Some pundits even blamed her and "Nipplegate" for galvanizing morals voters and causing John Kerry to lose the 2004 presidential election.
Anytime she visited a new place, few media smart-alecks could resist admonishing her to keep her clothes on.

I wonder what those so-called morals voters are saying now, as the tawdry details of Smith's daughter's paternity continue to eat up much more air time than the 2004 Super Bowl did.

Now, none of this is to say that black women ought to be out there fighting to get famous for being loose or promiscuous.

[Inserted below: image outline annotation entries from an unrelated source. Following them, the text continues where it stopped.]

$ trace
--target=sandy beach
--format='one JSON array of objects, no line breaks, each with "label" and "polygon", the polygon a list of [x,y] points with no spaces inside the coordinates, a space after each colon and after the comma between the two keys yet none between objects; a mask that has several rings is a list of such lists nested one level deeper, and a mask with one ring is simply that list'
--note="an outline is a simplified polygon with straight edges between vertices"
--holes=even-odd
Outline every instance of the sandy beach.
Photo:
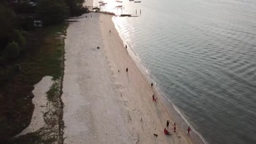
[{"label": "sandy beach", "polygon": [[[166,109],[152,101],[153,94],[158,96],[129,55],[113,16],[91,14],[92,18],[71,23],[67,30],[64,143],[193,143],[186,129],[178,125],[173,131]],[[163,133],[167,120],[172,136]]]}]

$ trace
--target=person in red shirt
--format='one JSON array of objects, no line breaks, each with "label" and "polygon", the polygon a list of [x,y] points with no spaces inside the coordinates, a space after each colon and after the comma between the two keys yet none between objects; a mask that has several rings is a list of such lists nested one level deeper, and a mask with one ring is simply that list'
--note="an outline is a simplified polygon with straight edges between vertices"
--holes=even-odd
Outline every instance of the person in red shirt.
[{"label": "person in red shirt", "polygon": [[189,126],[189,128],[187,128],[187,133],[188,133],[189,135],[190,135],[190,133],[189,133],[189,131],[190,131],[191,130],[190,127]]},{"label": "person in red shirt", "polygon": [[173,125],[173,132],[174,133],[176,132],[176,123],[174,123],[174,125]]},{"label": "person in red shirt", "polygon": [[167,130],[166,130],[166,129],[165,128],[165,129],[163,130],[163,132],[164,132],[164,133],[165,133],[165,134],[166,134],[167,135],[171,135],[170,132],[168,132],[168,131],[167,131]]}]

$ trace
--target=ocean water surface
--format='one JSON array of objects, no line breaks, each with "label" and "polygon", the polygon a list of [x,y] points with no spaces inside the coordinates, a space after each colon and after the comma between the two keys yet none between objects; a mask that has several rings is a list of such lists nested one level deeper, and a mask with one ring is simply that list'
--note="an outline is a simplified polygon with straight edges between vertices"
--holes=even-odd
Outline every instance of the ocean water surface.
[{"label": "ocean water surface", "polygon": [[137,9],[113,21],[161,91],[208,143],[256,144],[256,1],[140,0],[103,10]]}]

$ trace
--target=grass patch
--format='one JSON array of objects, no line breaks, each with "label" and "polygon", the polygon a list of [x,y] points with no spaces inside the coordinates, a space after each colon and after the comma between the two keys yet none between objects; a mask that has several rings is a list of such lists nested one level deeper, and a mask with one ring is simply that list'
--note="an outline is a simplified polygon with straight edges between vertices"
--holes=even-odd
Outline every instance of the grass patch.
[{"label": "grass patch", "polygon": [[[21,65],[21,71],[8,82],[0,83],[1,142],[35,143],[32,140],[38,139],[39,136],[31,133],[10,141],[30,123],[34,108],[32,101],[34,96],[31,92],[34,88],[33,85],[46,75],[52,76],[54,80],[59,81],[61,79],[64,71],[64,38],[60,35],[65,35],[67,26],[67,24],[63,23],[39,28],[29,33],[28,52],[18,60]],[[58,87],[55,83],[51,88],[48,93],[49,100],[53,100],[56,94],[61,94],[61,83],[58,83]],[[59,100],[60,97],[56,99]],[[59,104],[61,106],[61,104]],[[43,142],[44,141],[39,141]]]}]

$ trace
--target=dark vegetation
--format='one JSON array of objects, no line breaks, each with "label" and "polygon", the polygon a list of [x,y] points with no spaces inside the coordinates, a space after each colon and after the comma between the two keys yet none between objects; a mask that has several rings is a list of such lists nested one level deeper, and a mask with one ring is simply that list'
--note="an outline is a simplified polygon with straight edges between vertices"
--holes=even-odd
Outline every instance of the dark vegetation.
[{"label": "dark vegetation", "polygon": [[[45,75],[61,76],[64,45],[56,32],[64,33],[69,16],[88,12],[83,2],[0,1],[0,143],[10,142],[29,125],[33,85]],[[43,27],[34,27],[38,20]]]}]

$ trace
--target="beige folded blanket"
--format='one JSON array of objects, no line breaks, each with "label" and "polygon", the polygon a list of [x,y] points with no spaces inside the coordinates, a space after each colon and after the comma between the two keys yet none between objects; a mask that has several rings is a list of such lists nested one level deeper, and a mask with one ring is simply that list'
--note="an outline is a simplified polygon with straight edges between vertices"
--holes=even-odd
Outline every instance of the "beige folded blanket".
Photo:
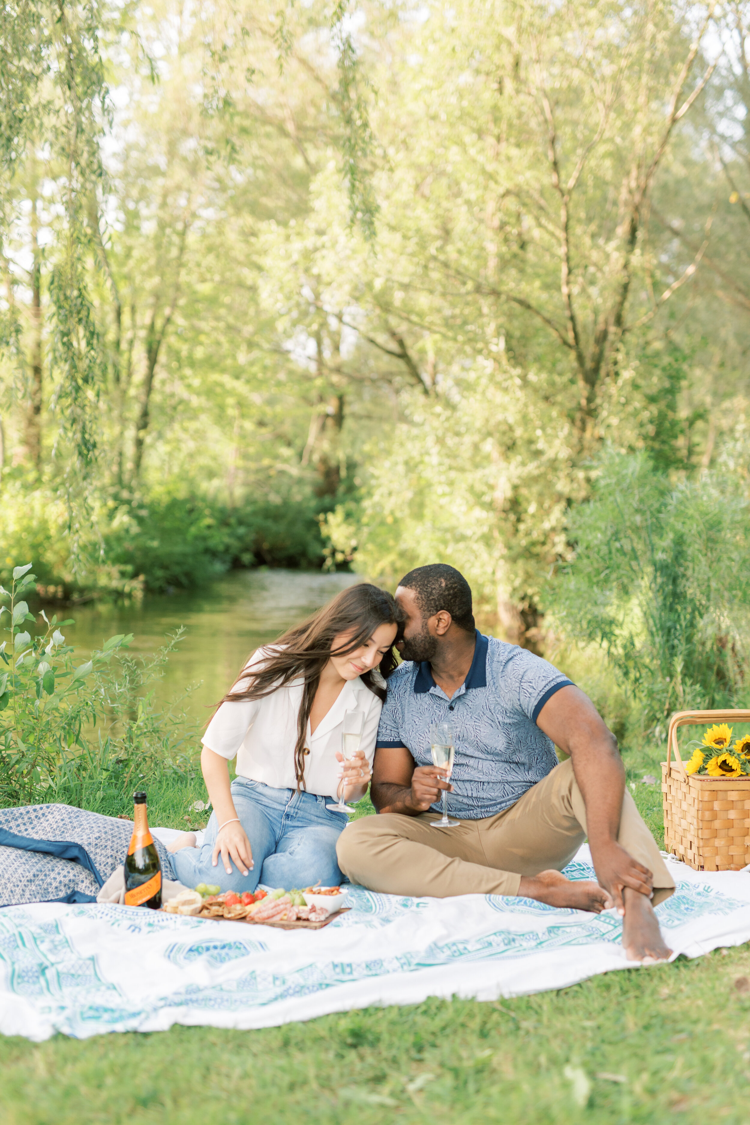
[{"label": "beige folded blanket", "polygon": [[[178,883],[174,879],[162,879],[162,902],[169,902],[180,891],[187,890],[187,886]],[[116,867],[111,873],[97,894],[97,902],[119,902],[120,906],[125,906],[125,870],[123,867]]]}]

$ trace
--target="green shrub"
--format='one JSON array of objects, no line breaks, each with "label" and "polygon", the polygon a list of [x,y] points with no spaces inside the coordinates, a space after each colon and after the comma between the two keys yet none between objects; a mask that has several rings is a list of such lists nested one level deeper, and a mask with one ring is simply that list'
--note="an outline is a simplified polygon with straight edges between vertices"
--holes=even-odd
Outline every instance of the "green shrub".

But as I constantly am bombarded with the details of Smith's life, I can't help but to think about how race and wealth is lived in this country. I think about how Smith receives adulation and empathy in spite of the way that she lived her life, and black women like Jackson, as well as the Duke stripper, receive only contempt and are held up as examples of black immorality if they take off their clothes in public or have babies out of wedlock. And while I'm all for black women holding themselves to high behavioral standards, I still don't like it when we're held to a double one.

One that makes the lower standards fine as long as they come in creamy blond packaging.